И ничего не уловили.
– Да в чем дело? – не выдержал наконец старый Цвах. Но Прокоп с силой схватил его за руку. Одно мгновение мне показалось, будто внизу в железную доску – еле-еле слышно – скребутся чьи-то пальцы. Но не успел я толком обдумать саму возможность явления, как все уже стихло. Только в груди у меня, точно эхо, отдавался этот звук, и я вдруг понял, что перепуган не на шутку.
Впрочем, когда с улицы донеслись людские шаги, испуг отхлынул.
– Пойдемте. На кой мы тут стоим? – бросил Врисландер.
Мы зашагали вдоль ряда домов. Прокоп без энтузиазма плелся за нами.
– Клянусь: там, внизу, кто-то очень жутко кричал, – тихо произнес он.
Мы не удостоили его ответа, ибо оцепенели от страха.
Перебежками, то и дело нервно глядя через плечо, мы добрались под окна кабачка с алыми шторками. «КЛУБ ЛОЙСИЧЕК: СЕГОДНИ БОЛЬШОЙ ВЕЧЕР МУЗИКИ», гласила корявая, с ошибками, надпись на фанерной вывеске. Еще ту фанеру украшали фотоснимки каких-то притворно смущенных барышень в крайне скудных одеждах.
Не успел Цвах тронуть ручку двери, как ему открыли изнутри. На пороге нас встретил с низким поклоном карлик с прилизанными черными волосами, без воротника, с зеленым галстуком на голой шее и в жилетке, у которой вместо пуговиц были свиные зубы.
– Вот это публика! Почтеннейшая публика! – вскричал он. – Пан Шафранек, играйте скорее туш! – Звонкая команда пронеслась через всю залу, полную гостей.
В ответ – какофония; как если бы по клавишам рояля пробежала упитанная крыса.
– Да – вот это гости так гости! Это я понимаю – публика! – твердил все время низкий крепыш, помогая нам снять пальто. – Ага, да, сегодня тут – сливки общества, высший свет! – торжествующе бросил он в удивленное лицо Врисландера. На небольшой эстраде, от парадного помещения кабачка отделенной двумя ступеньками и перилами, и впрямь можно было наблюдать каких-то двух молодых людей благородного вида во фраках.
Клубы едкого табачного дыма парили над столами. Длинные дубовые скамьи у стен занимала сомнительная публика. Тут тебе и неухоженные продажные девки, чьи взбухшие груди еле-еле прикрывали пестрые платки, а на ногах у иных и вовсе обувки не было; и при них же – сутенеры в синих солдатских фуражках, курящие папиросы; и какие-то совсем уж неузнаваемые торговцы грехом и низостью – вполне возможно, опиоманы. Редко где можно было заметить какую-нибудь мелкую сошку: прыщавую физиономию щеголя-приказчика в клетчатых брюках или бездельника-официанта с наглыми глазенками.

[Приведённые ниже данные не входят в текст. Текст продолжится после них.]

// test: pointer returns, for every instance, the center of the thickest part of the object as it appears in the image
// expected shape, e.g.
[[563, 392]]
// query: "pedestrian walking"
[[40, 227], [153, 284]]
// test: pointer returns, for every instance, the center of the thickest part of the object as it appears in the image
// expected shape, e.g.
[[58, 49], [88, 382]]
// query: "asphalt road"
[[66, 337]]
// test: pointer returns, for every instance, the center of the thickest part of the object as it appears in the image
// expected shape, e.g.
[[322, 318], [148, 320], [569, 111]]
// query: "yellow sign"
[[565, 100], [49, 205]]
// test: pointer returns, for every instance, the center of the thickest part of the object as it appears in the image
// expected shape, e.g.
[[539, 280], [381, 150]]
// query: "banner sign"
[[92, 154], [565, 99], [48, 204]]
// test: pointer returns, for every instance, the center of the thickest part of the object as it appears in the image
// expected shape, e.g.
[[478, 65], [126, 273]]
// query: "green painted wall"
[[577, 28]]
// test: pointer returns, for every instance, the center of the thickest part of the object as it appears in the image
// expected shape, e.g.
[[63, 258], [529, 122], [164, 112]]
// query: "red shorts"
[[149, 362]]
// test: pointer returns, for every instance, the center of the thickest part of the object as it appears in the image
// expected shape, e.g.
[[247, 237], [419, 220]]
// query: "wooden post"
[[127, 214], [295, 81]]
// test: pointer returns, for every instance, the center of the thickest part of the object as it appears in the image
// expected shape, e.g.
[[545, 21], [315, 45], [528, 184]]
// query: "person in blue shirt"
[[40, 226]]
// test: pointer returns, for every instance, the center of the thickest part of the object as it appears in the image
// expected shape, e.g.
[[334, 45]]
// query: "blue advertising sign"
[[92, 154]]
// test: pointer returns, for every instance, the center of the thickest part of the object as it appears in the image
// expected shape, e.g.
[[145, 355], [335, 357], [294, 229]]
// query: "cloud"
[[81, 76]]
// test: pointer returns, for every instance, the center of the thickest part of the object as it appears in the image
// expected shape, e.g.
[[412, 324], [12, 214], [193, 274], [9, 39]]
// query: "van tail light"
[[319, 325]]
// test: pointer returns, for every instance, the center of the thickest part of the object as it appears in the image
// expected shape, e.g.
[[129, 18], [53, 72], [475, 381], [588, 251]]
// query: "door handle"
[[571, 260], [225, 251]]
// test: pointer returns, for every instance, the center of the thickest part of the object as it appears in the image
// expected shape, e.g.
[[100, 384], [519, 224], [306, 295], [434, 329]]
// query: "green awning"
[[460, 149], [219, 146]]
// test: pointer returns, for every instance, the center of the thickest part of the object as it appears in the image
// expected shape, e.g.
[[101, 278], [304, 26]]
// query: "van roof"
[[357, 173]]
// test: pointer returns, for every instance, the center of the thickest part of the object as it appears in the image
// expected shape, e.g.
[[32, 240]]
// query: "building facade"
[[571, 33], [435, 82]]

– Я поставлю ширмы, чтобы вам никто не мешал, – пробасил наш коренастый протеже – и впрямь приволок откуда-то ширмы, расписанные фигурками миниатюрных китайских акробатов. Он выстроил их вокруг углового стола, занятого нами.
Резкие звуки арфы заставили смолкнуть шум голосов. На мгновение в зале воцарилась поистине мертвая тишина, будто все присутствующие одновременно затаили дыхание. До жути ясно слышалось лишь одно: как жестяные газовые рожки, шипя, выдувают какое-то двумерное, лишенное глубины и объема пламя, распадающееся на пляшущие огоньки в форме сердечек. Вскоре музыка снова нахлынула на это шипение и поглотила его.